Floating points, Movement, and Quantization

Now that my library works in UE5, and I can communicate over the UDP socket to my server, it’s time to take a look at getting objects moving. As a refresher, clients send only their inputs and some additional metadata to the server. It’s usually a Really Bad Idea to send positional information because it can’t be trusted, like, at all.

My protocol is made up of opcodes that the client sends to the server, the movement opcodes look like this:

// generated from flatbuffers flatc
enum InputType : uint16_t {
  InputType_MoveForward = 0,
  InputType_MoveBackward = 1,
  InputType_MoveStop = 2,
  InputType_MoveTurnLeft = 3,
  InputType_MoveTurnRight = 4,
  InputType_MoveTurnStop = 5,
  InputType_MoveStrafeLeft = 6,
  InputType_MoveStrafeRight = 7,
  InputType_MoveSprint = 8,
  InputType_MoveJump = 9,
  InputType_MoveFallLand = 10,
  InputType_MoveStartSwim = 11,
  InputType_MoveStopSwim = 12,
  InputType_MovePitchUp = 13,
  InputType_MovePitchDown = 14,
  InputType_MIN = InputType_MoveForward,
  InputType_MAX = InputType_MovePitchDown
};

For the most part this is a 1:1 mapping of opcode to movement, meaning the server doesn’t need to know anything else except the opcode.
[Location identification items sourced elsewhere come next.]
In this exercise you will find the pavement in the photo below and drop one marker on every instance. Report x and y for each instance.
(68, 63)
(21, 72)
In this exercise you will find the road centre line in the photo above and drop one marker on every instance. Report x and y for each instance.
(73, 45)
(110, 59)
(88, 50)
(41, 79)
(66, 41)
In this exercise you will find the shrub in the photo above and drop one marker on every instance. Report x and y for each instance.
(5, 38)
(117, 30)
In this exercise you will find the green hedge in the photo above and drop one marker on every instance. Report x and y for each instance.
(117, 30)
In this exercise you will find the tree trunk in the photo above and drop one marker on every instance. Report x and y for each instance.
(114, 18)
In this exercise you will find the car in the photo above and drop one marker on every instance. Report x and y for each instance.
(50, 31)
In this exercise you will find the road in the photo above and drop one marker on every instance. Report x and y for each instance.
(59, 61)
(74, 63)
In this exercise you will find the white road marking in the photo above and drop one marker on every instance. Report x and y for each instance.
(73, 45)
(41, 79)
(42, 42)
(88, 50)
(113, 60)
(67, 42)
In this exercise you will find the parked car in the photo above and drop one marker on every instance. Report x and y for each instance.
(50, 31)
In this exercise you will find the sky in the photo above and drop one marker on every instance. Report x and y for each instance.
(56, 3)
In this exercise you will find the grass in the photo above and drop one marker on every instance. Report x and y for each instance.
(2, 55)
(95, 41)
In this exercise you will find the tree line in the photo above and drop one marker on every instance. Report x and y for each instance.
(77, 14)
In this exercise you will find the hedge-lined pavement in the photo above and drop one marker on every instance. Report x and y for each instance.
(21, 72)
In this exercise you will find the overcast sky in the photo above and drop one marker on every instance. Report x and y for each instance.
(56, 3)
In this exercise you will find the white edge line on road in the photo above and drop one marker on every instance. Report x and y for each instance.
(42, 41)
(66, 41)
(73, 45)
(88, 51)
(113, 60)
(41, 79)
As an example, either we are moving forward or backward. This is a binary yes/no input, because the server knows the characters speed and can simply calculate NewPosition = (CurrentPosition + CharacterSpeed) / DeltaTime.

The only complication is turning. Why is this a complication? Well turning can have a magnitude and that can change significantly if someone’s just pressing the left/right keys versus holding down the right mouse button and flicking their character 180 degrees.

As we will hopefully be having hundreds of clients here, I’d like to reduce the amount of data every client sends. That means not only do i prefer to not be sending floats, because floats are Big. I’d like to compress the turn radius as much as possible, and to do that i first need to know an acceptable range.

Flicking the mouse to turn abruptly, I was able to get the rotation value per-frame tick to a maximum of around +/-90.0f. Playing around I started clamping the maximum values and found +/-30.0f to be an acceptable range without sacrificing too much mobility. OK so we have our range, I felt like this low value should be able to fit in a uint8_t, or, a byte. Floats are usually 32bits, and the MovementVector X/Y axis in UE5 is actually stored as a double (64 bits on most machines these days), so this was going to take some magic.

Floats

Floats are not stored in memory like integers are. I’ll spare you the education and point you to some wonderful resources that really helped me grok them. I strongly recommend watching IEEE 754 Standard for Floating Point Binary Arithmetic, this really clarified how exactly they are stored and what you can/can’t do with them. I think what surprised me the most is just how often numbers aren’t really able to be properly stored as a float, it all seems like magic.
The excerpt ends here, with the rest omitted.